Délices sucrés : quelques grammes de finesse

Mardi 22 avril 2008 2 22 /04 /Avr /2008 01:00

 

Pour ceux qui n’ont pas suivi, y’a séance de rattrapage ici. Pour les autres, voici le/la happy end d’une douloureuse convalescence, d’une quasi agonie conjointe entre mon matos et sa maîtresse (j’ai nommé : ma pomme). Mais trêve de balivernes, car aujourd’hui, je veux me faire toute petite pour que l’on puisse apprécier l’hommage à sa juste valeur.

Oui, c’est à toi que je parle, toi l’internaute de passage, toi le lecteur assidu, le voyageur du Web, le cliqueur fou passé par là, oui toi qui a proposé une solution, donné une idée, indiqué une piste, je tiens à te remercier chaleureusement. Ou plutôt à vous remercier, car la solidarité Internet a joué à fond et le résultat est à la hauteur, ça fait chaud au coeur. Trop cool, merci à tous !
 

 

Toutefois, tel un conte de fées qui finit bien, je dois signaler qu’au milieu de cette ferveur à chercher LA solution, l’arrivée du super héros a carrément boosté la remise sur pied de mon outil défectueux. Tel Lucky Luke sur son fidèle destrier, il est venu constater sur place, a établi un diagnostic - peu reluisant - puis a vaillamment emporté la bête dans sa tanière secrète pour lui prodiguer les soins d’usage. Et que d'efforts il fallut déployer ! On n’imagine pas le sauveur en train de s’arracher les cheveux à chercher le moyen de percer les tenants et les aboutissants de ces méandres d’octets et de cartes mémoire, et pourtant il y a fort à parier que ce fut le cas. Transpirant d’angoisse et craignant que ses tentatives ne portent pas leurs fruits. Pourtant, "Superman du mulot" existe bel et bien ! Une fois encore, il a sorti ma bécane des affres du bug sournois.

 

Je n’osais pas le contacter directement - mon sauveur - tellement il assure déjà si souvent la hotline de mes incompétences, à toute heure du jour ou de la nuit, d'ailleurs. Du coup, j’avais moult scrupules à aller gratter encore à la porte de son mail. Mais voilà, comme il est à demi bio-ionique, il a entendu mes cris de détresse par-delà l’écran et est accouru.

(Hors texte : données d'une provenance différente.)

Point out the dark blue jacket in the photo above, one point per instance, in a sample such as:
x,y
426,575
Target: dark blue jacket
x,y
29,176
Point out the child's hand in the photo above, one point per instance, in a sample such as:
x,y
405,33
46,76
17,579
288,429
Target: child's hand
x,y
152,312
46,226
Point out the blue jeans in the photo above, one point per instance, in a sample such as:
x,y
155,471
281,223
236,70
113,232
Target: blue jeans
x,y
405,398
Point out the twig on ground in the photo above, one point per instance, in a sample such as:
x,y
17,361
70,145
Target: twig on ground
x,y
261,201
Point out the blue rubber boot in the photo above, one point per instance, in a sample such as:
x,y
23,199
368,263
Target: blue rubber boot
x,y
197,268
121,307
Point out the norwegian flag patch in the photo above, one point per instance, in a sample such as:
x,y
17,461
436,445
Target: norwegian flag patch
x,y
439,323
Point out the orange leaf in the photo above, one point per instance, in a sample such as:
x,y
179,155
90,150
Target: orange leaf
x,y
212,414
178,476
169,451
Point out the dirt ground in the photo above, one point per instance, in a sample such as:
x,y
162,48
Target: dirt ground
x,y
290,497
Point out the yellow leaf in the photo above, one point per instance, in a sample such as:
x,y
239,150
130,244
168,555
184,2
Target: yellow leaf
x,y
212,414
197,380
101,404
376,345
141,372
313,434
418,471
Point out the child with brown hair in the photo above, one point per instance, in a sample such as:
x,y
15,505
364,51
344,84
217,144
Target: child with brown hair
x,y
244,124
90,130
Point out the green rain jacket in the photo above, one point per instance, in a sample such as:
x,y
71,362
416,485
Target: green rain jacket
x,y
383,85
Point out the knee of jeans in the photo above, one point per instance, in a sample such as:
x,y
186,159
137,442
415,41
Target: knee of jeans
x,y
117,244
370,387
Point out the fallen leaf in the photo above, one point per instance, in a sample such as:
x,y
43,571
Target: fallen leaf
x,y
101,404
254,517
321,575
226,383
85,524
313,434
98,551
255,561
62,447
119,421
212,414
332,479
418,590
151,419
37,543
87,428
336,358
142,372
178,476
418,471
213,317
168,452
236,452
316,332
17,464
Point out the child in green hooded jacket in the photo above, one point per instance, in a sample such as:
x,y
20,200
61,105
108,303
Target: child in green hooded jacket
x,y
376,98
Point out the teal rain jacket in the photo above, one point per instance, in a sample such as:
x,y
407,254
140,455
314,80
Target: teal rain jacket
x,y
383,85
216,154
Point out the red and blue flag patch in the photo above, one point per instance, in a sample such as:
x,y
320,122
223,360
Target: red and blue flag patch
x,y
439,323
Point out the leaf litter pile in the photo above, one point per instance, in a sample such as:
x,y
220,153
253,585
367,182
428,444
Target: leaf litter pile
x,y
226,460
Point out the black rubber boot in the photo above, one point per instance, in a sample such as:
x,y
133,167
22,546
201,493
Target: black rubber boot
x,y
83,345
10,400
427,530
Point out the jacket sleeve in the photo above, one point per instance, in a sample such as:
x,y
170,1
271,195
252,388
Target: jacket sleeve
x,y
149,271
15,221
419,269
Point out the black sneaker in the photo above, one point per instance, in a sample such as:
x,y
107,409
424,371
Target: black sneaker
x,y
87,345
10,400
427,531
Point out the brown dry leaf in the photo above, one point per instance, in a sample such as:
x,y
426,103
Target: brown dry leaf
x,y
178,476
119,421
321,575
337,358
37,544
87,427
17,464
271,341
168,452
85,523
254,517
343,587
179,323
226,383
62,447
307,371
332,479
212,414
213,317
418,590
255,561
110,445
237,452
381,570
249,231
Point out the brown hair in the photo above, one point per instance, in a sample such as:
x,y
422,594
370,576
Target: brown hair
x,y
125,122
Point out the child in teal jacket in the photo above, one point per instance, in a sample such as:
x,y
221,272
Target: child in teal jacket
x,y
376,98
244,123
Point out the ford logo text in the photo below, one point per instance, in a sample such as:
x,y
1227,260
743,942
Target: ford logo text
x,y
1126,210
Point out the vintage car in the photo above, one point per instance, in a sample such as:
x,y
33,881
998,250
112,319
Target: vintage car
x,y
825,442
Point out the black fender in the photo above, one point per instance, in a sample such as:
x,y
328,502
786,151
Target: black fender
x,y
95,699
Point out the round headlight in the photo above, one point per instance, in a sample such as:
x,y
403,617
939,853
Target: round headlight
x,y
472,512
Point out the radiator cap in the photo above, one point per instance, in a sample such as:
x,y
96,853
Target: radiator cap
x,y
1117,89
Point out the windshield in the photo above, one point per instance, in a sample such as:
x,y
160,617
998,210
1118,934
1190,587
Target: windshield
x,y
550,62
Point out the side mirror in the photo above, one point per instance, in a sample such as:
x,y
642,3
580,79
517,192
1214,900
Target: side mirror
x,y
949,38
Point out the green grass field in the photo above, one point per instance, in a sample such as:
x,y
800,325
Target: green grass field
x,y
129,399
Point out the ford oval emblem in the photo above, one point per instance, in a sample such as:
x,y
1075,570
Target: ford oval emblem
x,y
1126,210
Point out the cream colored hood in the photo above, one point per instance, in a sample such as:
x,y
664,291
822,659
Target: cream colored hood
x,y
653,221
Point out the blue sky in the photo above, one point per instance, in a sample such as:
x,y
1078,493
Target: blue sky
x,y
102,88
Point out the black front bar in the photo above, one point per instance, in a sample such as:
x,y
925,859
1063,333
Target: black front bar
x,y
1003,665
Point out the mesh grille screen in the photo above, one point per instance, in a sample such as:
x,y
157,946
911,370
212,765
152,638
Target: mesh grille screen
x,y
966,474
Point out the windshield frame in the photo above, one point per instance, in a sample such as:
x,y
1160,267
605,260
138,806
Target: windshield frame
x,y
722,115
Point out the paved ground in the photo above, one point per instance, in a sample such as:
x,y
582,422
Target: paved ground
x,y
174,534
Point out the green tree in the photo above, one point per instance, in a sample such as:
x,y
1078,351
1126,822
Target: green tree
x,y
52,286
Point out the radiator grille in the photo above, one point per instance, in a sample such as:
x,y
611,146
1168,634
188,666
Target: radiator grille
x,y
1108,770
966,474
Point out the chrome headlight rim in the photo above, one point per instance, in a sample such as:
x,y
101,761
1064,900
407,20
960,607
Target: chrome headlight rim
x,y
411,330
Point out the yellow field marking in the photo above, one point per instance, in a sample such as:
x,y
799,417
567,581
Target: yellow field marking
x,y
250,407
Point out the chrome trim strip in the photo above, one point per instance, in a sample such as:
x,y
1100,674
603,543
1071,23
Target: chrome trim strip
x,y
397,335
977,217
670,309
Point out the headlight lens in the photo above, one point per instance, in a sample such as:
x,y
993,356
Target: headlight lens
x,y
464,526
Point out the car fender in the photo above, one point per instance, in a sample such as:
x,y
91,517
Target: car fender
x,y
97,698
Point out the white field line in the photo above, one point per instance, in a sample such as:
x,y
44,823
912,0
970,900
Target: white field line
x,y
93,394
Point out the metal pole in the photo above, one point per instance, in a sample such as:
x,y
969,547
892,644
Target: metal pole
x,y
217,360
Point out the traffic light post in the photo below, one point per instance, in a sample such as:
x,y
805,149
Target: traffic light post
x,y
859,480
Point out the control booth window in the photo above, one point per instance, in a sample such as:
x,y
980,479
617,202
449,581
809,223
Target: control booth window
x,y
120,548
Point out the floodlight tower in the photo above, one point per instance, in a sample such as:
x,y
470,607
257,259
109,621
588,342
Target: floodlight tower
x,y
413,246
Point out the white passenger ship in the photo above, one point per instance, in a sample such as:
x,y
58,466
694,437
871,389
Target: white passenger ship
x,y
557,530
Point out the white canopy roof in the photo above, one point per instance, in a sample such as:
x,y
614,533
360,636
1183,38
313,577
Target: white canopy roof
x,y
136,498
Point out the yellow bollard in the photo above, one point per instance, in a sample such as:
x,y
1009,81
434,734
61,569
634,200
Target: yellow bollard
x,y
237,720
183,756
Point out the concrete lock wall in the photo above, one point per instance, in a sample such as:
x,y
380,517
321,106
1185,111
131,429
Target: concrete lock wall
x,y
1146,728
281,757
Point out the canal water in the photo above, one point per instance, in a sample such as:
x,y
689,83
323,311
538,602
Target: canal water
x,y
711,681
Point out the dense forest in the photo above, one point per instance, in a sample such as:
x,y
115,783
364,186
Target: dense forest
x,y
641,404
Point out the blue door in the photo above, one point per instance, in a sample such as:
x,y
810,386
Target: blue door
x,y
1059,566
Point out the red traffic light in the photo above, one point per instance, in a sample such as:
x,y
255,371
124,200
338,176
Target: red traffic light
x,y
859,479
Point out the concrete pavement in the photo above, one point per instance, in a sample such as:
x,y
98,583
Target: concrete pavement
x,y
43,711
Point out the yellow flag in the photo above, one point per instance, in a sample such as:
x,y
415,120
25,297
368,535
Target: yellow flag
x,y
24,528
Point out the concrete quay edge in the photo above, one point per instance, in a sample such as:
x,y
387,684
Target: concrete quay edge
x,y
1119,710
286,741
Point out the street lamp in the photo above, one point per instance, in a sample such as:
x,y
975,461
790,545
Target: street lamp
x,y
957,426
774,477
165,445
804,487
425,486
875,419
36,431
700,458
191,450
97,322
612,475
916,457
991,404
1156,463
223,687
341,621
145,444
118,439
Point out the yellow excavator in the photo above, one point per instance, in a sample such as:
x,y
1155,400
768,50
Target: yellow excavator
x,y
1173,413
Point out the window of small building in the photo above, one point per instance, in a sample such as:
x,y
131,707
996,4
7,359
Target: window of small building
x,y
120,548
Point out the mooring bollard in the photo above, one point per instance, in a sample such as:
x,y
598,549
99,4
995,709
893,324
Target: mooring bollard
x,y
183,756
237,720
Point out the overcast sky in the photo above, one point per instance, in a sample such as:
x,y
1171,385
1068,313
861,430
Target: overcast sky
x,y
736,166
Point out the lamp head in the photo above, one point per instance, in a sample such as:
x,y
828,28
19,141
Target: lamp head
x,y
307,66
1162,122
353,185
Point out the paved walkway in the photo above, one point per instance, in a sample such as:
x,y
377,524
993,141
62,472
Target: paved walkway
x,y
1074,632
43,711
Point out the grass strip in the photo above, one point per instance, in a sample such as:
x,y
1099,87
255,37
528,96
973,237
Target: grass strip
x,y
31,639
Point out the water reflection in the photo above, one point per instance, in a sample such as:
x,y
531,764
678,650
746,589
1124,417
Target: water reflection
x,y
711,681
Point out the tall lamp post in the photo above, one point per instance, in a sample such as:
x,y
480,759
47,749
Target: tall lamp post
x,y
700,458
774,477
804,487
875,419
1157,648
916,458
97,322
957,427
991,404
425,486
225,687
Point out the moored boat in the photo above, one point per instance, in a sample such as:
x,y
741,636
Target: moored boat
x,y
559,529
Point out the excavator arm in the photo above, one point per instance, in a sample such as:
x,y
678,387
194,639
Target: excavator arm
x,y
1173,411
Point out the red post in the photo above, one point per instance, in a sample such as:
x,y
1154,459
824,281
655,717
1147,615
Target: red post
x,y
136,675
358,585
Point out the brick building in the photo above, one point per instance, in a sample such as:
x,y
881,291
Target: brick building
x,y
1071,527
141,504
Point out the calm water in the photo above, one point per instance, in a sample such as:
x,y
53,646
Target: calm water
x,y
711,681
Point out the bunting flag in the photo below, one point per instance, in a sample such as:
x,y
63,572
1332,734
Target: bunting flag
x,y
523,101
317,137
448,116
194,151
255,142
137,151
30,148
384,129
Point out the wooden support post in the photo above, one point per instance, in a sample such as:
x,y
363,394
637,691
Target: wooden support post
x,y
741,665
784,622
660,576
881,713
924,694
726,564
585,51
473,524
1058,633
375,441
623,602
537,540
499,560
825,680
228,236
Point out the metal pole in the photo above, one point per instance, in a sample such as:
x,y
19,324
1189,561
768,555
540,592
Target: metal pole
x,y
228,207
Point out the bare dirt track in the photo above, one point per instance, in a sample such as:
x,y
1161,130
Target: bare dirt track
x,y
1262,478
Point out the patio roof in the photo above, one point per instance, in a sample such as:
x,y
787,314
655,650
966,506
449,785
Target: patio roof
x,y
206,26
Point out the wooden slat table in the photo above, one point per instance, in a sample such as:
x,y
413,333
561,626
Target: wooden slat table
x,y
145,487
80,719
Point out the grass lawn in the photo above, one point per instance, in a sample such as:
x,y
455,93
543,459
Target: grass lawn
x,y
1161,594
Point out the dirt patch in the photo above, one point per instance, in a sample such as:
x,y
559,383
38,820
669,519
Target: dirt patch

Ne croyez pas que je bluffe, mes incompétences chroniques quant à la maintenance de mon hardware ne sont pas simulées et la présence constante de cet Ami à mes côtés, n’est pas une affabulation.


 

 

Tel ton caractère, cette griotte est douce-amer, appétissante et acidulée.
 

Parce qu’il me l’a demandé, je tairai son nom. Il n’est visiblement pas encore prêt à gérer toute cette gloire (pourtant méritée et qui lui revient à 100 %), les brassées d’autographes à signer, les hordes de foules en délire, les jeunes filles en pâmoison à ses pieds et autres contrats mirobolants ou ponts d’or que pourraient lui faire les entreprises à la recherche de 26682 perles rares de son acabit.

Aussi incroyable que cela puisse paraître, j’ai la chance d’avoir cet as dans ma manche et il est l’exemple même de l’efficacité, de la ténacité et de la performance, le tout drapé de modestie, ce qui est l’apanage des plus grands.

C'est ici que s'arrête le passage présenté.